A Novel Catheter in Patients With Peripheral Chronic Total Occlusions

A Single Center Experience

M. Rizwan Khalid, MD, FSCAI, Fatima R. Khalid, MD,  Ali Farooqui, MD, Chandan M. Devireddy, MD, FSCAI, Gregory C. Robertson, MD, FACC, and Khusrow Niazi,MD, FSCAI

Objectives and background: Recanalization of a chronic total occlusion (CTO) is technically challenging with less than optimum results in arterial disease. Crosser® is a novel technology that utilizes high frequency (20 KHz) vibration energy to fragment occlusive fibrous atherosclerotic plaque and helps in traversing the occluded vessel. We report a single center experience with this catheter as the primary device in peripheral chronic total occlusions.

Methods: The catheter was used as the primary device in 25 consecutive patients with peripheral CTOs. The peripheral CTOs in this study are defined as 100% occluded vessels involving any segment of the iliac artery or below the inguinal ligament down to the trifurcation vessels which have been occluded for greater than 3 months judged by patient’s history of longstanding symptoms with no worsening in the past 3 months. Procedural success was defined by the ability of the device to facilitate guide wire crossing of the occlusion. All angiograms were evaluated by two operators. Data on demographics, angiographic variables, and patient complications was collected.

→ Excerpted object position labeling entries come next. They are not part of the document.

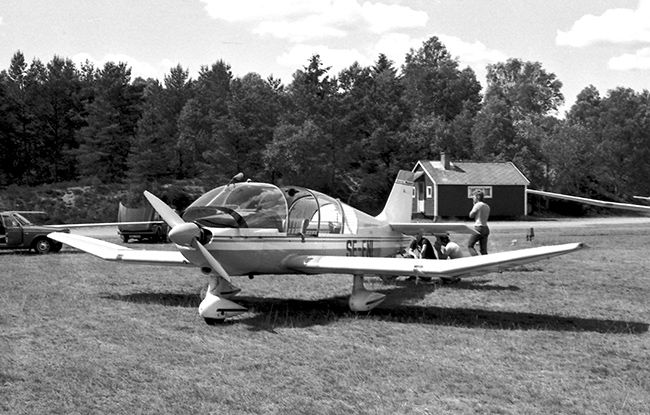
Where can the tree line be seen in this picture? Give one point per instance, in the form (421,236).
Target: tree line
(345,134)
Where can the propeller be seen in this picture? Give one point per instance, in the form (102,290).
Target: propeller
(185,233)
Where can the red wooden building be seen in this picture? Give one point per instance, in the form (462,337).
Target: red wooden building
(444,188)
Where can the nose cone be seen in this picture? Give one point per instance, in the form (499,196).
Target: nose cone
(184,233)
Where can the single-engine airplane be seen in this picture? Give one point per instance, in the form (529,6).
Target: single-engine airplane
(249,228)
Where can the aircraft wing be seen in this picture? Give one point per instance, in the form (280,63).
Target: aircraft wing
(411,228)
(454,268)
(103,224)
(626,206)
(113,252)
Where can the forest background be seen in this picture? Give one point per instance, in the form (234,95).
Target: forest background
(74,141)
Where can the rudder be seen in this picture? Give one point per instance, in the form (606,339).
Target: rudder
(399,206)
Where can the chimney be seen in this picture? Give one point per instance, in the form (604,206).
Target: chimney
(445,160)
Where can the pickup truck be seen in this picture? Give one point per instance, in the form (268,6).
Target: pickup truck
(17,232)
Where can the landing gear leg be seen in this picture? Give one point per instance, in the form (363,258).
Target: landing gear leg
(216,306)
(362,299)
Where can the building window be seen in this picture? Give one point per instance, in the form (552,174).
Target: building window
(487,191)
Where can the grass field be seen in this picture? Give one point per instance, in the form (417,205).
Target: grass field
(568,335)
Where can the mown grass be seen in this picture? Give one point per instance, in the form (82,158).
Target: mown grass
(568,335)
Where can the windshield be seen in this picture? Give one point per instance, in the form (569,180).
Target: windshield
(244,205)
(290,209)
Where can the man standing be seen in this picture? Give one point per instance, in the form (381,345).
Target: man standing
(480,212)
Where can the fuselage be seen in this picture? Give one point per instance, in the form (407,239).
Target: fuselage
(252,228)
(250,255)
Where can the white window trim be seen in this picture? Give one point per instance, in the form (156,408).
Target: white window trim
(487,191)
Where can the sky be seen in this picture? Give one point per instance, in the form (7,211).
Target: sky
(604,43)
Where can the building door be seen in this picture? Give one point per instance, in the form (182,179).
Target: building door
(421,197)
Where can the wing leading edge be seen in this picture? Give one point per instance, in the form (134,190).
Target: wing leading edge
(456,268)
(411,228)
(113,252)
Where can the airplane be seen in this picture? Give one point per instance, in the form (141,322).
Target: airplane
(594,202)
(252,228)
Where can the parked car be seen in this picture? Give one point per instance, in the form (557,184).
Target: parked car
(153,227)
(17,232)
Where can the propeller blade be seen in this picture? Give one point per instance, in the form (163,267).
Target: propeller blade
(184,233)
(163,210)
(214,264)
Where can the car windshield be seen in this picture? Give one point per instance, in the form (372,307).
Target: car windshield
(22,221)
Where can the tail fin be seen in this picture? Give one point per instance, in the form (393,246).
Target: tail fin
(399,206)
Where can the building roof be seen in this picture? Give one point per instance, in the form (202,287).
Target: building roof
(467,173)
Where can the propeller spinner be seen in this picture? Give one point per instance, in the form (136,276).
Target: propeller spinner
(213,308)
(184,233)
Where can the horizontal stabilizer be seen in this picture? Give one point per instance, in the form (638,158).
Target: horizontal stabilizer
(587,201)
(453,268)
(113,252)
(412,228)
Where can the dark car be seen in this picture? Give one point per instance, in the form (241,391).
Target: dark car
(17,232)
(143,223)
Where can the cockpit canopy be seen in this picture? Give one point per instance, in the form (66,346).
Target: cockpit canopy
(291,210)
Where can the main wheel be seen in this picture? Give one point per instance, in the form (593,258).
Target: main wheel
(43,246)
(214,321)
(56,247)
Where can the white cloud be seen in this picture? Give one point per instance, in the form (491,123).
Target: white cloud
(613,26)
(254,10)
(384,18)
(639,60)
(301,20)
(299,31)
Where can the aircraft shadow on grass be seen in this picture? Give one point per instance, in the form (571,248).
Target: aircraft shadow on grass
(271,313)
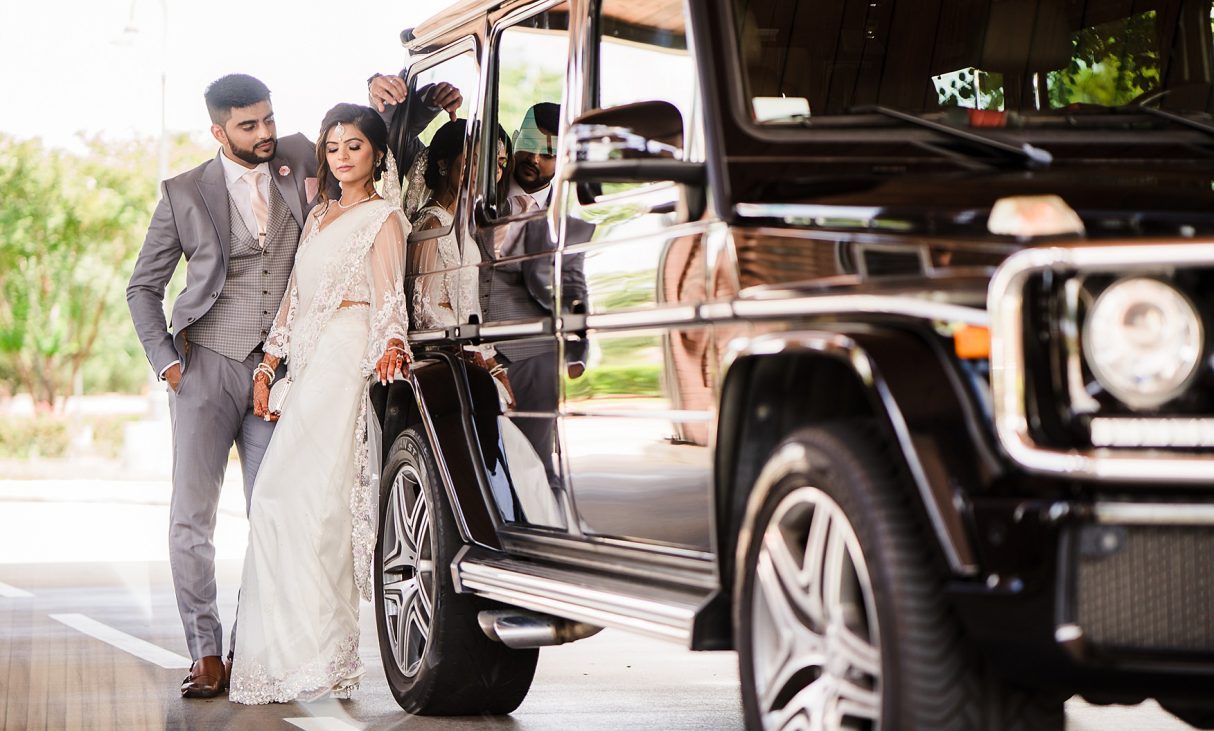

Results: The device was used in 25 consecutive patients and 27 CTO lesions were treated. Critical limb ischemia and claudication were the indications in 32 and 68% of the patients, respectively. Average lesion length was 117 mm (range 10-300 mm). Superficial femoral artery was the most common lesion site (n = 20, 74%). Crosser-assisted guide wire recanalization was achieved in 11(41%) lesions while the final overall procedure success rate with any device was 63% (n = 17). Perforation occurred in five lesions with one directly attributable to this device.

Conclusions: In this single center observational review, the Crosser device in peripheral CTO lesions had a procedural success of 41%. © 2010 Wiley-Liss, Inc.